No Chapare, seu reduto político, presidente boliviano diz que combaterá o narcotráfico e exige que cada família observe os limites de cultivo fixados pelo governo
SHINAHOTA – O presidente Evo Morales fez ontem o primeiro esboço de sua política para o cultivo de coca na Bolívia. Falando a uma multidão de 30 mil cocaleiros em Shinahota, na região do Chapare, Morales exigiu que cada família limite seus cultivos à área de um “cato”, equivalente a 1.600 metros quadrados, conforme acordo firmado com o governo anterior, em 2004. E se comprometeu a combater o narcotráfico.

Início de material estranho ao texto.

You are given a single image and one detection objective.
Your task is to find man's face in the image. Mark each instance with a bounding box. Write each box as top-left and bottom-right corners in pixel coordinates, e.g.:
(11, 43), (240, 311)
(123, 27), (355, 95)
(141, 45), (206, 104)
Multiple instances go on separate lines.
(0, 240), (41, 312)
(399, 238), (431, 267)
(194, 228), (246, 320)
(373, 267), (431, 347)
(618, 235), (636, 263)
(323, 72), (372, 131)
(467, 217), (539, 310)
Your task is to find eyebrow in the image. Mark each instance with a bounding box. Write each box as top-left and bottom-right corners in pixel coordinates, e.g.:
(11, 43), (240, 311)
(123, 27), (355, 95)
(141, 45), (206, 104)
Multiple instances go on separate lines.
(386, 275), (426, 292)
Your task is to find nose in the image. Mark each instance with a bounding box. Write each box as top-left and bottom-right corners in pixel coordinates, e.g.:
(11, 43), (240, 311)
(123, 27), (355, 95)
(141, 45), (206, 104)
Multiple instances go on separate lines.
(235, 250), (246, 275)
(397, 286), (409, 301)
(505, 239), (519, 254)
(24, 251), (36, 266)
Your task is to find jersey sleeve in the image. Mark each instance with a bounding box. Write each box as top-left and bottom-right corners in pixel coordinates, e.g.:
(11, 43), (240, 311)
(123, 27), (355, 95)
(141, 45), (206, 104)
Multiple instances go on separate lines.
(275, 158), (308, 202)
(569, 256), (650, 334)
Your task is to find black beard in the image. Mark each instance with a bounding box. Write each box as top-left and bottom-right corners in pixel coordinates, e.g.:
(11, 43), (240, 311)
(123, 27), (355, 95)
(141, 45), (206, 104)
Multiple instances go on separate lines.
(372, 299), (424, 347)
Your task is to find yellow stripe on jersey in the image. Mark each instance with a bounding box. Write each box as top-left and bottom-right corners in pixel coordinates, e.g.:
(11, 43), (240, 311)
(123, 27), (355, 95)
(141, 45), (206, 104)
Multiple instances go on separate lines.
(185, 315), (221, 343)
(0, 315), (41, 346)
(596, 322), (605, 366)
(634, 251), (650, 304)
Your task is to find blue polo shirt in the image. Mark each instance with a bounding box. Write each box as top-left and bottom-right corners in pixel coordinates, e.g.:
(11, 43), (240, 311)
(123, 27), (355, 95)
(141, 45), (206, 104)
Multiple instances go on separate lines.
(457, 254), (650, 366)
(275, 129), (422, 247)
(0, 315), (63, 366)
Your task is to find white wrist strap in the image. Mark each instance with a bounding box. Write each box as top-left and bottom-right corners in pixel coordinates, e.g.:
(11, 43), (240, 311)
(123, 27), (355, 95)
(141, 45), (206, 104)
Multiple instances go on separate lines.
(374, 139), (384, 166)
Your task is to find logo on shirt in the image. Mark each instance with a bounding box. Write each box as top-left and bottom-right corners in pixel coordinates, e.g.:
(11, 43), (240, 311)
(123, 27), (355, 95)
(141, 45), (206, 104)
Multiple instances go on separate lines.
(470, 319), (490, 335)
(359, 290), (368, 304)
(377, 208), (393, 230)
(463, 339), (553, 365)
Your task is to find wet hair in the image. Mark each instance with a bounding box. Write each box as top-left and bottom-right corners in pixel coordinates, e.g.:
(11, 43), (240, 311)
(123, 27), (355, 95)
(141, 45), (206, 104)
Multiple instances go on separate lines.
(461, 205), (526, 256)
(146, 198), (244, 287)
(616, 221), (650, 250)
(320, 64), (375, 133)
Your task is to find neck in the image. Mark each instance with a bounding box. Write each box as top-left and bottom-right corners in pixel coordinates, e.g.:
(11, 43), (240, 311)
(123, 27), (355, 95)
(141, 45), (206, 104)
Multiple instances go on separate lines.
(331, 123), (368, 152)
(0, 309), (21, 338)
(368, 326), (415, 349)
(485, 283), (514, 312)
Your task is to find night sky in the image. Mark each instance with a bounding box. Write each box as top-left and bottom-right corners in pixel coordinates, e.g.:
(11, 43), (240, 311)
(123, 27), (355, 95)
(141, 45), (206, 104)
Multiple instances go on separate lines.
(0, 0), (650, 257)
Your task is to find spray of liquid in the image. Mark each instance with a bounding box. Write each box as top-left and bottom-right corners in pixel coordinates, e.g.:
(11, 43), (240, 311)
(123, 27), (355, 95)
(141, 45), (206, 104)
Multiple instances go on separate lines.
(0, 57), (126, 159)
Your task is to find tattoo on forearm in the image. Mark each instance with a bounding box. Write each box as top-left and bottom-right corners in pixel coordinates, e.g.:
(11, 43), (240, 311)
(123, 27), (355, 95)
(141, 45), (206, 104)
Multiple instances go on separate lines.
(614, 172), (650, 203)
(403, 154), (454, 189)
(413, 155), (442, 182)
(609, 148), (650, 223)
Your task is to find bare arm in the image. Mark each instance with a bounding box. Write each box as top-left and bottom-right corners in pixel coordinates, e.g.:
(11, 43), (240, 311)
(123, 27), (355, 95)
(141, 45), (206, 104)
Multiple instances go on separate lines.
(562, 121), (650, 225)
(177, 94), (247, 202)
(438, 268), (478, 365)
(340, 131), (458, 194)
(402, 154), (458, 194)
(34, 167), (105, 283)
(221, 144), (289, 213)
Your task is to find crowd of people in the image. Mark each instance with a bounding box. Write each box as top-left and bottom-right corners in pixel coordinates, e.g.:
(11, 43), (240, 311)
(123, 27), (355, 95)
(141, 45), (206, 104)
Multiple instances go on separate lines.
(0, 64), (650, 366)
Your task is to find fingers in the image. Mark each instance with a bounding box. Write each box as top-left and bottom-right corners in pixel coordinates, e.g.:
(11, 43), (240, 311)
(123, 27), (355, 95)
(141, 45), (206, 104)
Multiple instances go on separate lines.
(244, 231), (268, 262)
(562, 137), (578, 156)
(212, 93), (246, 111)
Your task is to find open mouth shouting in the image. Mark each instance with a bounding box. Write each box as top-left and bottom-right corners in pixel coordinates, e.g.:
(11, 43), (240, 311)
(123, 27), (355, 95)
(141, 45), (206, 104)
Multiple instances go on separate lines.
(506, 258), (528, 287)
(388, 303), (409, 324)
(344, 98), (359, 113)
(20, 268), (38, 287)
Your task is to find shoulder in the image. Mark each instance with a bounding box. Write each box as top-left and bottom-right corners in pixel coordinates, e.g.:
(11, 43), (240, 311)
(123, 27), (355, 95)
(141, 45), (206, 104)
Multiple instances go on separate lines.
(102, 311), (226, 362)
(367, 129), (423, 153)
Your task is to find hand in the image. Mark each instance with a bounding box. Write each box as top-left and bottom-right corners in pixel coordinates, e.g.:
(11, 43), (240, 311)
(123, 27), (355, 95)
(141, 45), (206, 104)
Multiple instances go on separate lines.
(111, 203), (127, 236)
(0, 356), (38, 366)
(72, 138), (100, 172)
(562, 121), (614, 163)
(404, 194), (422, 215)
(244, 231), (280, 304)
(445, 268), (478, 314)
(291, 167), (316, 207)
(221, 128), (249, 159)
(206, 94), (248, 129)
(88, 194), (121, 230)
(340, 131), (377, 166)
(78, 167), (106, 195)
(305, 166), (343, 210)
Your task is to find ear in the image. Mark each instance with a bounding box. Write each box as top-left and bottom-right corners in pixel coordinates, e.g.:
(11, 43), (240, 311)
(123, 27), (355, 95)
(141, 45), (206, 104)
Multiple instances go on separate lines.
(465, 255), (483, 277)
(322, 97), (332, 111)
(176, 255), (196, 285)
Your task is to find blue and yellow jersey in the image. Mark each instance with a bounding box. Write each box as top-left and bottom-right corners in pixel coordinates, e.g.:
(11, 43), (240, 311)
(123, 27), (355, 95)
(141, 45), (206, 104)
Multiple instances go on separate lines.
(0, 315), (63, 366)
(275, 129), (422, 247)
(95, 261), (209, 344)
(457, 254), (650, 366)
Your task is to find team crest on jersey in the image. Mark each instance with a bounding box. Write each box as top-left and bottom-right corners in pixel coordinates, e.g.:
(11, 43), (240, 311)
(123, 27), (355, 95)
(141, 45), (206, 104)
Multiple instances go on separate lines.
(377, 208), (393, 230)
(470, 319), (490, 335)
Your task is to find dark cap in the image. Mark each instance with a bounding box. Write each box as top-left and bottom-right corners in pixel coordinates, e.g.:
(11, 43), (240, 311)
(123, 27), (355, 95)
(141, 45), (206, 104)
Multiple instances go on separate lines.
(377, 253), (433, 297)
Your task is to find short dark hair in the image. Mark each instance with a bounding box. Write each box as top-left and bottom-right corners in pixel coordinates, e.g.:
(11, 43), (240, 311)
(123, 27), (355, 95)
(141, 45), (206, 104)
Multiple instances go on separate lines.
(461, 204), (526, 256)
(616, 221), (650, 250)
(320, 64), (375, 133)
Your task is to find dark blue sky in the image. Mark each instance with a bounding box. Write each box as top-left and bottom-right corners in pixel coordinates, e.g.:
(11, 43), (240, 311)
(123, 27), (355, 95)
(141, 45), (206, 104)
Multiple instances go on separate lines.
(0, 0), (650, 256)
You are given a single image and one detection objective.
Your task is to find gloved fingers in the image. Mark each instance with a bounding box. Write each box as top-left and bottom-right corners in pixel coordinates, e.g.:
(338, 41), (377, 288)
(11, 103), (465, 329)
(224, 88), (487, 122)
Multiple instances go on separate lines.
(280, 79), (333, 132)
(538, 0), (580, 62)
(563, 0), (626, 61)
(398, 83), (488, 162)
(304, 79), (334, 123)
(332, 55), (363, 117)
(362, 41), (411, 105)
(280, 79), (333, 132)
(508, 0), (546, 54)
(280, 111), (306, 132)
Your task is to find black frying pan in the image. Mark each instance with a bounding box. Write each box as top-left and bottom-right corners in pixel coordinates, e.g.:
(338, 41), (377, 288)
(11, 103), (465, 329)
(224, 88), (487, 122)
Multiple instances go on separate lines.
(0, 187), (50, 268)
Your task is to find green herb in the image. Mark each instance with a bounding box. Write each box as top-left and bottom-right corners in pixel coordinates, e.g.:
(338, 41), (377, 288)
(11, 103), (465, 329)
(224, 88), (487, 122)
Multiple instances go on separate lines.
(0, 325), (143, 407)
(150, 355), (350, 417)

“O Movimento ao Socialismo (MAS) foi parido com folha de coca”, disse o presidente, referindo-se ao seu partido, surgido no Chapare, região tropical do centro-oeste do país, no Departamento de Cochabamba. “Ela jamais será abolida pelo MAS. Mas é importante cumprir com nossos acordos.”
Morales prometeu realizar um estudo sobre a demanda de folha de coca para abastecer a Bolívia para o consumo tradicional – o hábito de mascar a folha, usá-la em medicamentos naturais, como base para cosméticos e em rituais sagrados. O estudo está previsto numa lei de 1988, que instituiu um limite de 12 mil hectares para o cultivo de coca apenas no Vale dos Yungas, no Departamento de La Paz, mas nunca foi feito.
“O estudo virá. Por enquanto, respeitem o cato de coca”, disse Morales, em sua primeira visita ao seu reduto como presidente. No Chapare, o acordo de 2004 prevê o cultivo de 3.200 hectares. Imagens de satélite indicam, no entanto, que ele ocupe cerca de 10 mil hectares.
“Queremos contribuir para a luta contra o narcotráfico nacionalizando o consumo da folha de coca boliviana”, continuou Morales. Mais adiante, numa aparente contradição, o presidente disse que será formada uma comissão de trabalho para propor a liberação da venda de folha de coca boliviana para a Argentina. Segundo ele, o presidente Néstor Kirchner lhe contou que o consumo da folha é permitido no norte da Argentina, que faz fronteira com a Bolívia, mas a sua importação é proibida. Liberal com as palavras, Morales aparentemente quis dizer, com “nacionalização”, o consumo tradicional pelas comunidades indígenas, mesmo que fora da Bolívia.
O presidente anunciou que o novo responsável pela área será Felipe Cáceres, líder cocaleiro da região do Trópico de Cochabamba. Sua pasta também mudará de nome, de Vice-Ministério do Desenvolvimento Alternativo para Vice-Ministério da Coca e do Desenvolvimento Integral.
Morales esclareceu que a “despenalização” da coca, por ele defendida, não significa liberar o cultivo da planta na Bolívia, mas uma campanha internacional que Cáceres conduzirá para retirar a coca da lista de drogas ilícitas elaborada por uma convenção de Viena, nos anos 60.
“Tenho em minha casa em Cochabamba produtos de coca industrializados no Peru”, disse Morales. “Por que isso não pode ser feito na Bolívia?” Ele pediu apoio de prefeitos e governadores para a criação de laboratórios de industrialização da coca.
Em seu discurso de 50 minutos, no início da tarde de ontem, concluído com a expressão “Causachún coca” (“Viva a coca”, em quétchua), Morales não usou uma única vez a palavra “erradicação”, o núcleo das políticas dos governos anteriores. Para quem temia que o líder cocaleiro anunciasse o fim dessa política, pode ser uma boa notícia, embora possa parecer desanimador para quem esperasse que ele garantisse a sua continuidade. “Ele não pode simplesmente acabar com a erradicação, porque a Bolívia precisa do apoio da comunidade internacional”, disse ao Estado um oficial da Polícia Antinarcóticos.
Numa viagem carregada de simbolismo, o presidente aterrissou às 11h40 (13h40 em Brasília) na Base de Chimoré, a 10 quilômetros de Shinahota, onde várias vezes foi detido e torturado, como líder dos cocaleiros da região. A base abriga a força-tarefa de erradicação dos cultivos de coca, que conta com 800 policiais, 500 soldados do Exército e mais 50 homens da Marinha e 30 da Força Aérea, que dão apoio logístico.
Vestido com uma camisa cinza de manga curta e calça de brim preta, e calçando tênis, Morales passou a tropa em revista, a maior parte do tempo olhando para o chão da pista, enquanto caminhava ao lado do coronel José Luís Rodo Aparicio, comandante da 9ª Divisão do Exército. Ao desembarcar, ele recebeu uma guirlanda com flores e folhas de coca. Em Shinahota, o ornamento foi complementado com um chapéu de palha também coberto com as folhas da planta.